Caracas Chronicles‘ Francisco Toro has an excellent article at Vox,
How Venezuela’s socialist dream collapsed into a nightmare. For those of you thinking that it would have worked well if Chávez was still alive, Toro spells it out,
Chavismo’s disastrous policies created this nightmare
He goes on,
A wave of expropriations beginning in 2005 left most medium and large companies in state hands, to be run by bureaucrats who proved often venal and almost always incompetent. Even businesses left in private hands faced an unmanageable thicket of regulation over every imaginable aspect of their operations, hemming them in on all sides.

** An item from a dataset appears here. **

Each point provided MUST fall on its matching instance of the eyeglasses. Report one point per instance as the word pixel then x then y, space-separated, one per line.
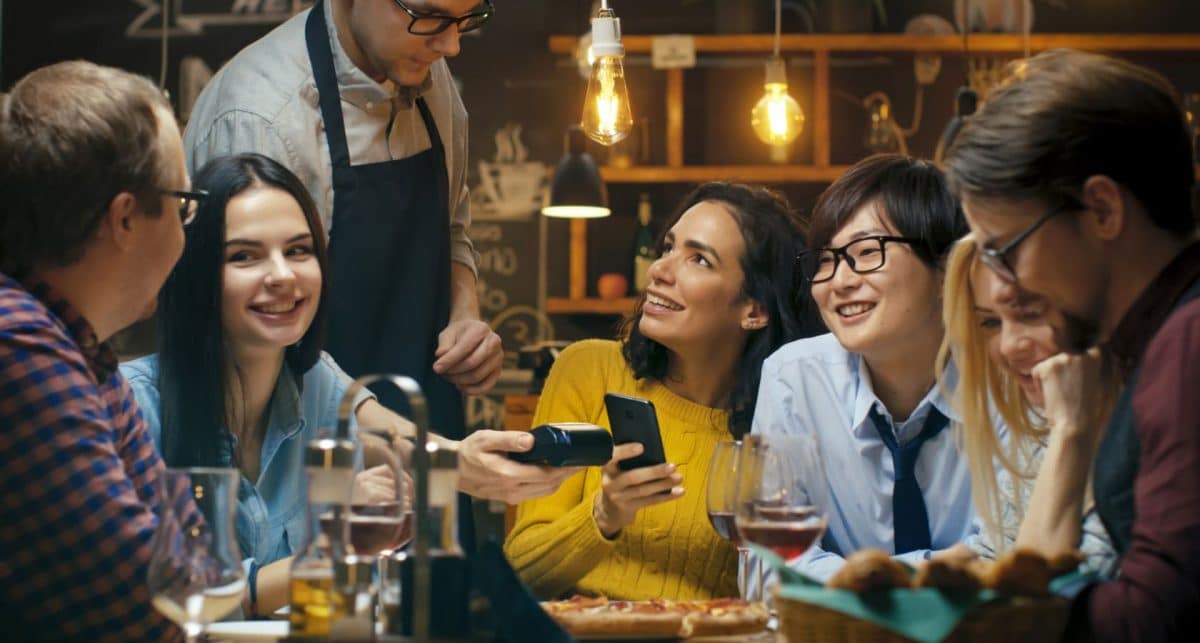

To take one example out of a million possibilities, it is now illegal for a dairy company to move raw milk from a collection center it owns to a processing facility it also owns 2 kilometers away without an explicit permit signed and stamped by a slew of government officials.
It is also illegal to fire a worker for basically any reason, including making threats of physical violence against a manager. And, needless to say, it is illegal to set your own prices: The state does that, often setting them below the cost of production, especially for basic goods. Under such circumstances, even “private” firms are in essence state run.
Read the whole thing.
Sarah Stanley writes on how Authoritarianism ruined Venezuela
Luis Ferreira Alvarez looks at VENEZUELA’S HEMISPHERIC ISOLATION
Whatever the end result, it is clear that Venezuela has lost ground in the region. Having remained aloof as the country descended into chaos, regional actors are finally reacting as new governments take power and Venezuela’s oil diplomacy collapses due to the drop in oil prices. But while regional attention on the Venezuelan crisis is welcomed, Venezuela’s problems can only be solved by Venezuelans. The international community, however, should prepare forwhen the Maduro government ends as the country seems more likely to implode given Caracas’ reaction to the recall referendum and protests against scarcity.
Last, but not least, Michael Totten compares Venezuela Collapses, Colombia Rises. Colombia has much to lose if it agrees to place FARC masterminds in positions of leadership.